3D Robotics has left garage and bedroom quarters in favor of 10,000 square feet of industrial space. The firm has 20 employees in San Diego and six in Tijuana, and relies on 20 software developers worldwide. It has three jobs open.

Its building houses specialized machines that churn out ArduPilot autopilots, which fit on purple circuit boards the size of business cards. Munoz said he would like to buy a second pick-and-place machine to mount components to circuit boards, and locate it in Tijuana. Eventually, he said, he would like to put most of his production in Mexico, while keeping the engineering team in the United States.

Seeking a Higher Ceiling

Current law states that model aircraft and UAVs must not fly higher than 400 feet. Preparing for the day when that ceiling might be lifted is SciFly LLC, based at Montgomery Field in Kearny Mesa.

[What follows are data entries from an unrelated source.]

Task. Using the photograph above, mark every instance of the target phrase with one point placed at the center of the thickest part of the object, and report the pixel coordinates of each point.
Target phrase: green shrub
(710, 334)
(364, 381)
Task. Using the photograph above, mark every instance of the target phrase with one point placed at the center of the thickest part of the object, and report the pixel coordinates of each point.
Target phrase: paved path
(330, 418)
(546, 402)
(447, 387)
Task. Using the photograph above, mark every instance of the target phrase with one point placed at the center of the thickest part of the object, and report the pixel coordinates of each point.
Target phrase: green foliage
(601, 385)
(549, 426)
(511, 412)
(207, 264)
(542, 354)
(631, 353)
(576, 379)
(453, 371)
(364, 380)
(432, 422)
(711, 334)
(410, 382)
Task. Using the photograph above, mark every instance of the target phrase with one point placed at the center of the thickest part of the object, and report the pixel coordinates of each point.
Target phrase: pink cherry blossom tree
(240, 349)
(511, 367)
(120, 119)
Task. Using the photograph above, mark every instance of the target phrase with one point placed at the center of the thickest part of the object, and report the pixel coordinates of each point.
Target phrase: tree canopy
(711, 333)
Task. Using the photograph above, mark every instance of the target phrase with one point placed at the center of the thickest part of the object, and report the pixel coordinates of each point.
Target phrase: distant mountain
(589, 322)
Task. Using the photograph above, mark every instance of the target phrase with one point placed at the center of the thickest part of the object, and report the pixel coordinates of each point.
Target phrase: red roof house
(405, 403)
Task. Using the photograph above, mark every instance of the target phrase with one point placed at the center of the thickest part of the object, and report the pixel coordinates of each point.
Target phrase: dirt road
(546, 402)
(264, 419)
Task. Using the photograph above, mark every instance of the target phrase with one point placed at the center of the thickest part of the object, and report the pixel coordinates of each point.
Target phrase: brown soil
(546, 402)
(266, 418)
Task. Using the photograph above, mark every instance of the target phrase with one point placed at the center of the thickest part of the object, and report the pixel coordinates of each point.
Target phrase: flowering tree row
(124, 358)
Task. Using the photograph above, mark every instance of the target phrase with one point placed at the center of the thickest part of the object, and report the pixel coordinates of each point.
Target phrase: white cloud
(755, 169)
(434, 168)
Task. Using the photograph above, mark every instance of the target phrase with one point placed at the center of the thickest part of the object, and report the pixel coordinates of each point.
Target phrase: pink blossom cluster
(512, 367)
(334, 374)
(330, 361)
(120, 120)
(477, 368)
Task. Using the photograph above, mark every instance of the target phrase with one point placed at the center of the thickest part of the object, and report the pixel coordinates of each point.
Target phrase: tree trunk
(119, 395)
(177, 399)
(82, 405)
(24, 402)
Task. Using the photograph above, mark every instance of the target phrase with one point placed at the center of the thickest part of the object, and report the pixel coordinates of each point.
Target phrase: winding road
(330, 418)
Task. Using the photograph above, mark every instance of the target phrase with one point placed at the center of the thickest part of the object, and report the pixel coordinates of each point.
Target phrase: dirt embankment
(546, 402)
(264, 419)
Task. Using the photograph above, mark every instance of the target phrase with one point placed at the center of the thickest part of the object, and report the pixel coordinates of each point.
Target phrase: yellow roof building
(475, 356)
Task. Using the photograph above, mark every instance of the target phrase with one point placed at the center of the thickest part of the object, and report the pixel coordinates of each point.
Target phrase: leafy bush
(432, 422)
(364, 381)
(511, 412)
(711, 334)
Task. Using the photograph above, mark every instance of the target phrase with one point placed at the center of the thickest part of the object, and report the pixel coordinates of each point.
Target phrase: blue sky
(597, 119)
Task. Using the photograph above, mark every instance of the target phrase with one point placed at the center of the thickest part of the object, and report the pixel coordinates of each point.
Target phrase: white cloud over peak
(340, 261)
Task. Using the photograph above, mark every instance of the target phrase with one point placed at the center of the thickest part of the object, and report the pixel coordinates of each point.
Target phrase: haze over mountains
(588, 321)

SciFly said it can help camera developers today by carrying their inventions into the sky. Since sensors can often produce great amounts of data, the SciFly aircraft (a Cherokee Six model from Piper Aircraft Inc.) has room for people onboard. Those passengers can interpret that data, eliminating the need for a sophisticated wireless connection to transfer the data to the ground.

SciFly said commercial or government clients might one day want to send specialized instruments such as multispectral/hyperspectral cameras into the air. These cameras can key in on certain colors and ignore surrounding “noise,” accomplishing feats such as locating whales and dolphins in the open ocean. They might also locate wreckage, lost hikers or oil sheens.

A combination of cameras, software and computers might soon allow robots to pass over an area, then revisit the area and detect changes such as a moved vehicle, Blue said.

Large drones able to keep a lot of fuel onboard may someday work for long-endurance commercial or government missions, Blue added. Drones may also be best for dangerous missions, such as low flights in bad weather.

For now, some drone work is science fiction, or at least appropriate for April Fool’s Day.

One outfit in the San Francisco Bay Area recently promoted food delivery to certain GPS coordinates via small helicopter drones.

Some have dismissed TacoCopter Inc. as a hoax, though the business does seem to be offering a product — logo T-shirts — on its website.